La sociedad actual se encuentra cada vez más dividida en términos ideológicos, culturales y económicos. Esa polarización genera un ambiente propicio para discursos confrontativos que impactan en las emociones porque hacen pie en las frustraciones de diferentes grupos.

Las plataformas digitales, por su parte, amplifican esos mensajes extremos y polarizados. La inmediatez y el alcance de las redes sociales permiten que los políticos utilicen la confrontación como método de comunicación y fidelización. Pero en ese proceso, aquellos que se sienten representados por el discurso encendido, tienden a fanatizarse y la violencia verbal del líder empieza a multiplicarse. Sus seguidores, en el afán de parecerse, copian sus insultos; el «enemigo» ha sido señalado, tiene cara. Luego, la escalada se da sola.

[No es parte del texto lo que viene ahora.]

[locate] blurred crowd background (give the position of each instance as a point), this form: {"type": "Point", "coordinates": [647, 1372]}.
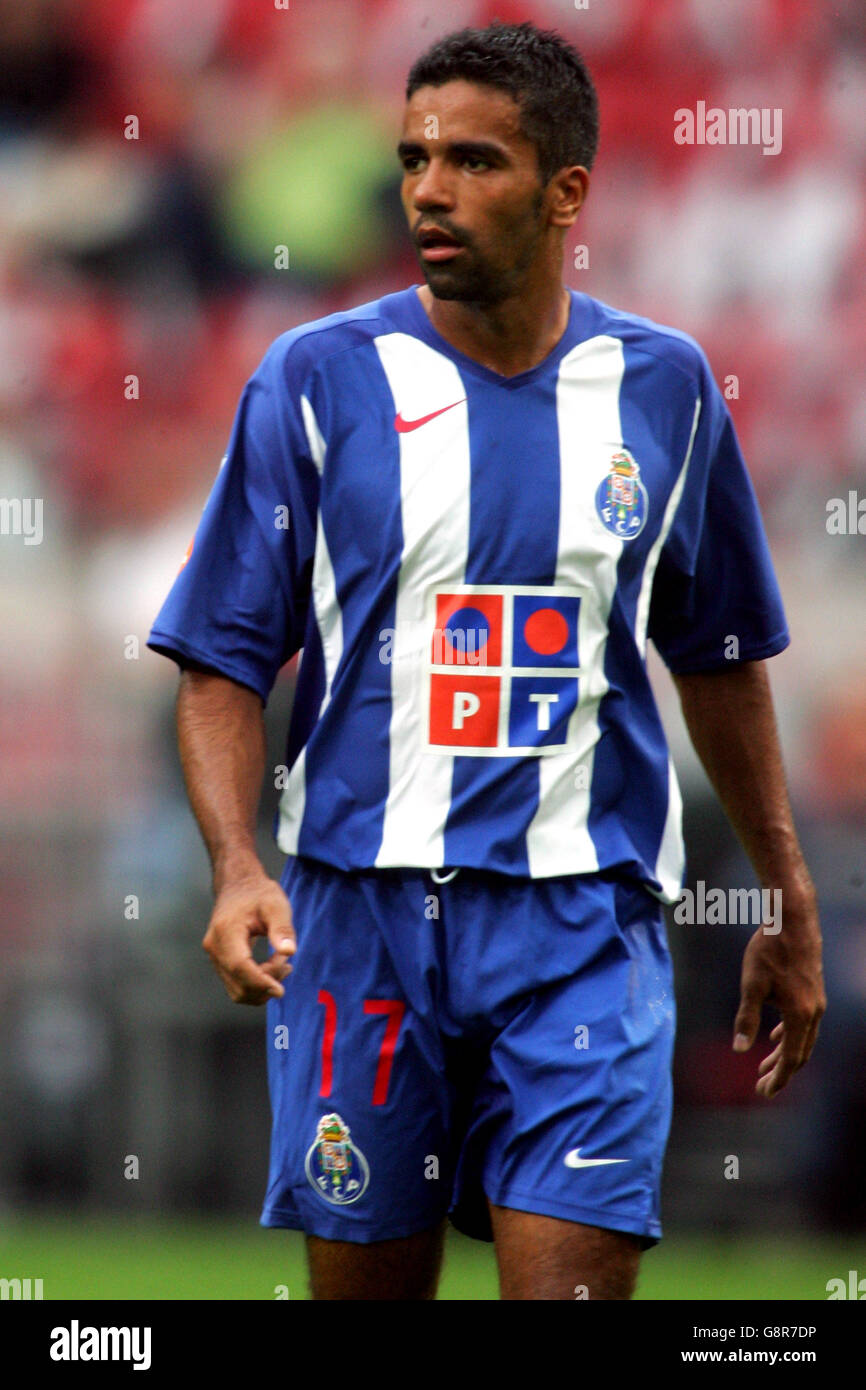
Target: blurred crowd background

Hay otro ingrediente clave en esta construcción: la falta de confianza en los partidos políticos tradicionales y en las instituciones democráticas. Esa veta, absolutamente válida, ha llevado a algunos líderes a adoptar un estilo agresivo y crítico, que les permita diferenciarse del pasado y conectarse con un electorado desencantado. De ahí a convertir la ofensa, el improperio y la humillación del otro es un mecanismo de provocación que aviva el enfrentamiento y profundiza el desencuentro.

Sin embargo, consultores políticos escasos de escrúpulos, ante la efectividad de esta metodología de comunicación, la están aplicando como estrategia electoral. Marcar las diferencias es provechoso y necesario pero no alentar la violencia, porque es una herramienta peligrosa que se pone en marcha y luego adquiere vida propia.